First, there’s the Composite Bushing. This is a bushing in which the insulation is made from two or more layers of different insulating materials.

Next, there’s the Compound-filled Bushing. As the name suggests, this bushing fills in the space between the major insulation and the inside surface of a protective weather casing (in most cases—porcelain).

There’s also the Condenser Bushing. These are made by arranging cylindrical conducting layers within the insulating material. The key defining factor in condenser bushing is their ability to control the distribution of the electric field.

Dry or Unfilled Type Bushings are for lower voltages (under 25kV) and are basically just a porcelain tube with no filler in the space between the shell and the conductor.

Oil-filled Bushings are very similar to compound-filled bushings. The main difference being that the ‘filling’ material, in this case, is an insulating oil.

Oil-immersed Bushings, as you might have guessed, involved completely immersing the major insulations in a bath of insulating oil.

And, finally, Solid (ceramic) Bushings are made by using a ceramic or similar material as the major insulation.

How often should bushings be checked and tested?

As a general rule of thumb, you don’t want your bushings to go more than five years without a thorough inspection. Most businesses check, test, and assess every three years. It’s also vital that inspections for all bushings over 115kV include power-factor tests.

Obviously, even lower-voltage bushings should be tested if there are any indications of deterioration. If there are signs that the materials or bushings are degrading, you should increase the test frequency to 6 months, rather than waiting for 3-5 years.

It goes without saying that anything that looks dangerous should be removed and replaced.

Specifically, when checking the bushings, you should check for:

1. Tight terminal caps and connectors—make sure these are tight and have good contact
2. Proper grounding for the bushings and correct gasketing so moisture can’t get in
3. Crumbling, chipped, or cracked cement
4. Any deterioration, looseness, or leaking of the gaskets
5. Any cracks or breaks in the metal pads such as clamping rings and washers
6. Any cracks or leaks in the solder seals

On top of that, you should also make more detailed, annual, visual inspections with binoculars on the oil level (if the type of bushing uses oil) and the porcelain.
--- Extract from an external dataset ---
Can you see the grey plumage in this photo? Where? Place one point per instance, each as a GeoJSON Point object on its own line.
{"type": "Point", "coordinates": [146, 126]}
Make sure that the porcelain is free of chips, cracks, or contamination, which can seriously compromise its insulating properties.

What kind of maintenance checks are required/recommended?

There are 4 basic tests that need to be performed on bushings to ensure they can perform without causing issues owing to failure.

1. Power-factor Test

This is the most important and thorough test that is performed on bushings. The reason it is so useful is that it is the most effective field test you can use to detect any bushing contamination or deterioration. It also allows you to detect such issues very early.

In addition, the test provides an accurate measure of the AC test current, which is directly proportional to the bushing capacitance, which is obviously useful to know.

Depending on what type of bushing you are testing, there are a range of options for how to test: the grounded specimen test, the hot-guard test, the ungrounded-specimen test, and the hot-collar test. Each of these methods has advantages and disadvantages over the other methods, and you should select which one based on the particular circumstances you are faced with.

2. The Radio Influence Test (RIV) test.

This test is designed to detect any corona in resin-bonded, solid-core non-condenser bushings. If your bushing is liquid-filled (such as an oil-filled bushing), you would normally expect a very low RIV value. A high RIV value may indicate that the filling liquid is at an insufficient level, especially if you can’t reduce the RIV value simply by cleaning the porcelain.

3. The DC Insulation Resistance Test

This is a much less used test because it usually does not detect any issues until they are at an advanced stage. By the time a DC insulation resistance test indicates there may be a problem, it will require immediate attention.

4. Hot-wire test for moisture

Any moisture can seriously compromise your bushing’s ability to insulate and, therefore, any potential leakages need to be tested for. You can do this by inserting a red-hot rod into the compound and listening for a crackling or hissing sound. If there is no moisture, the compound will simply melt and you have nothing to worry about.